Tempo contacted an expert staff of the PUPR Minister for Technology, Industry, and Environment, Endra S. Atmawidjaja, to gain information related to the Sepaku River Intake project. No response has been given thus far.
On a separate occasion, the Kalimantan River IV Regional Office head Harya Muldianto said the IKN area was designed to be free from flooding for the next 100 years by building many retention ponds and dams. "There is indeed no guarantee for zero flooding, but with reliable hydrology and design calculations, it can be predicted that there will be no flooding in the IKN in the next 100 years," said Harya in November 2022, as quoted from Antara.

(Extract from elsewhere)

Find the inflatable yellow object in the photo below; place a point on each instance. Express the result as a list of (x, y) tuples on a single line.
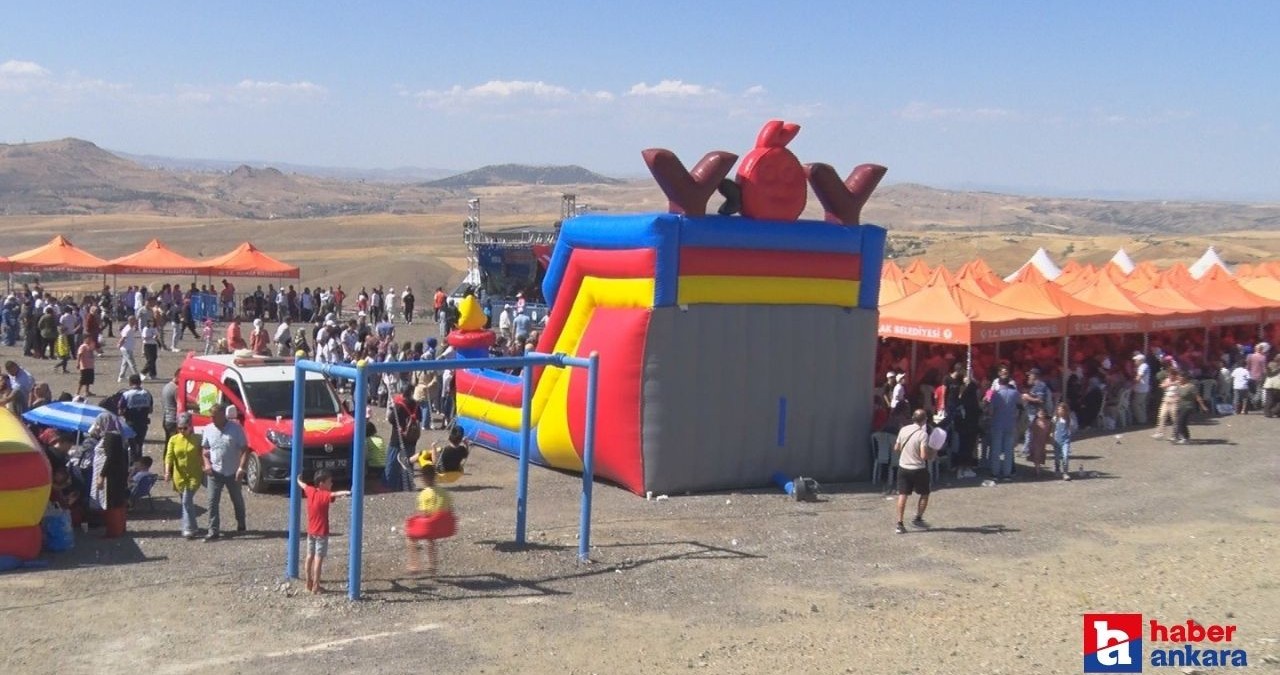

According to him, the causes of flooding in the IKN area include heavy rainfall, sea tides, bottlenecks or narrowing culverts and provincial roads, as well as topographical conditions. He explained that until 2024, his side will take many efforts to control flooding, including a 25-kilometer river normalization project and the elimination of five narrowing culverts. "Flood control is also carried out by raising river embankments and constructing dams," said Harya.

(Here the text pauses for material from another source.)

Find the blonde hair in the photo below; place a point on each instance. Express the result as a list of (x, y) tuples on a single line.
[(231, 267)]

The Sepaku River Intake project in the IKN area, he went on, has 92.23 percent completed as of March 18, 2023. It will be equipped with four pump units, each with a capacity of 600 liters per second. "Three pumps will be operated, and one pump serves as a backup," he said. The Sepaku River intake has a capacity of 3,000 liters per second and is built with the concept of an adjustable weir (Obermeyer) with a width of 117.2 meters and a height of 2.3 meters.